Pemerintah kembali melanjutkan kebijakan insentif Pajak Pertambahan Nilai Ditanggung Pemerintah (PPN DTP) sebesar 100 persen untuk pembelian rumah tapak dan satuan rumah susun pada tahun anggaran 2026. Kebijakan ini resmi berlaku sejak 1 Januari 2026, sebagaimana tertuang dalam Peraturan Menteri Keuangan (PMK) Nomor 90 Tahun 2025.
Dalam aturan tersebut, pemerintah menanggung penuh PPN atas penyerahan rumah tapak dan rumah susun dengan harga jual maksimal Rp 5 miliar. Namun, insentif 100 persen ini secara spesifik diberikan untuk bagian harga sampai dengan Rp 2 miliar.
Klik mureks.co.id untuk tahu artikel menarik lainnya!
Tujuan dan Syarat Pemanfaatan Insentif
Insentif PPN DTP ini diberikan dengan tujuan utama untuk memperkuat daya beli masyarakat.

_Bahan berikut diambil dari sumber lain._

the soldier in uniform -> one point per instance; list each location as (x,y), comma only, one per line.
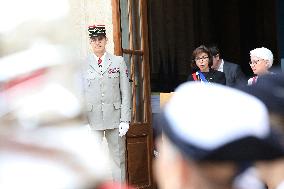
(108,98)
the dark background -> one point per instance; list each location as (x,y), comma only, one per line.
(177,27)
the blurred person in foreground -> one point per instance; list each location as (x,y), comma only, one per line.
(233,72)
(108,98)
(202,61)
(261,60)
(201,151)
(270,90)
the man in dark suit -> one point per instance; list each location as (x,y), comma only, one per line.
(233,73)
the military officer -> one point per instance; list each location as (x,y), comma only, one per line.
(108,98)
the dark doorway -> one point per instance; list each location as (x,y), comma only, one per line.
(177,27)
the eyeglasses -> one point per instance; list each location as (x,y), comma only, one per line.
(254,62)
(94,39)
(201,58)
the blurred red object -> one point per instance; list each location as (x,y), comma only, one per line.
(113,185)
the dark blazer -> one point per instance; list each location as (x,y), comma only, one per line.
(234,75)
(213,76)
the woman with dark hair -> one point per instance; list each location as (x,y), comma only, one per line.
(202,61)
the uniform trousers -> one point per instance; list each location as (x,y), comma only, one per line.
(116,146)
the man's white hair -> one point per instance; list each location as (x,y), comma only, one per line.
(263,53)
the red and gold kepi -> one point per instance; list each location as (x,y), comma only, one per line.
(97,30)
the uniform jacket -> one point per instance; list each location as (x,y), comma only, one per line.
(107,91)
(234,75)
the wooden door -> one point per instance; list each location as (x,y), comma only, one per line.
(131,41)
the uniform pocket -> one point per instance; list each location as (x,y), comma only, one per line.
(113,75)
(117,105)
(89,107)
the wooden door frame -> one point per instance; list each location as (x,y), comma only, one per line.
(138,128)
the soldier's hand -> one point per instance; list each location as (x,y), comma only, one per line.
(123,128)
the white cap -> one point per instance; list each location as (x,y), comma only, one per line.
(211,121)
(263,53)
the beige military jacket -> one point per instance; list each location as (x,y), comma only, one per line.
(108,93)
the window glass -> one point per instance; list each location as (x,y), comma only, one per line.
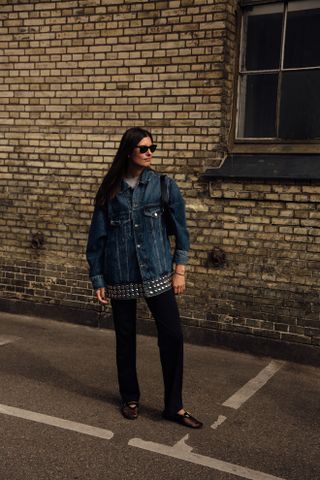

Selain itu, kebijakan ini juga diharapkan mampu menjaga momentum pertumbuhan ekonomi, khususnya di sektor perumahan yang menjadi salah satu pilar penting perekonomian nasional. Tim redaksi Mureks memantau bahwa kebijakan ini merupakan bagian integral dari paket kebijakan ekonomi yang lebih luas.
Fasilitas PPN DTP berlaku untuk rumah baru yang siap huni dan pertama kali diserahkan oleh pengembang. Penting untuk dicatat, unit rumah tersebut belum pernah dipindahtangankan sebelumnya. Penyerahan unit harus dibuktikan dengan akta jual beli atau perjanjian pengikatan jual beli lunas, serta berita acara serah terima yang dilakukan dalam periode 1 Januari hingga 31 Desember 2026.
Setiap orang pribadi, baik warga negara Indonesia maupun asing yang memenuhi ketentuan kepemilikan properti di Indonesia, hanya dapat memanfaatkan fasilitas ini satu kali untuk satu unit rumah. Menariknya, masyarakat yang sudah menggunakan insentif serupa pada tahun sebelumnya tetap bisa memanfaatkannya kembali untuk pembelian unit berbeda di tahun 2026.
Kewajiban Pengembang dan Pengecualian
Pengembang memiliki kewajiban untuk menerbitkan Faktur Pajak khusus dengan kode transaksi tertentu yang secara jelas mencantumkan keterangan PPN ditanggung pemerintah. Selain itu, pengembang juga harus melaporkan realisasi PPN DTP dan mendaftarkan berita acara serah terima melalui aplikasi yang terintegrasi dengan Kementerian Keuangan dan Direktorat Jenderal Pajak.
Namun, terdapat beberapa kondisi di mana PPN DTP tidak berlaku. Insentif ini tidak dapat dimanfaatkan jika uang muka atau cicilan pertama dibayar sebelum 1 Januari 2026. PPN DTP juga tidak berlaku apabila rumah dipindahtangankan dalam kurun waktu satu tahun sejak penyerahan, atau jika pengembang tidak memenuhi kewajiban administrasi perpajakan yang telah ditetapkan.
Menteri Keuangan Purbaya Yudhi Sadewa menyatakan, “insentif ini merupakan bagian dari paket kebijakan ekonomi 2025-2026 untuk menjaga pertumbuhan ekonomi melalui stimulasi daya beli masyarakat.”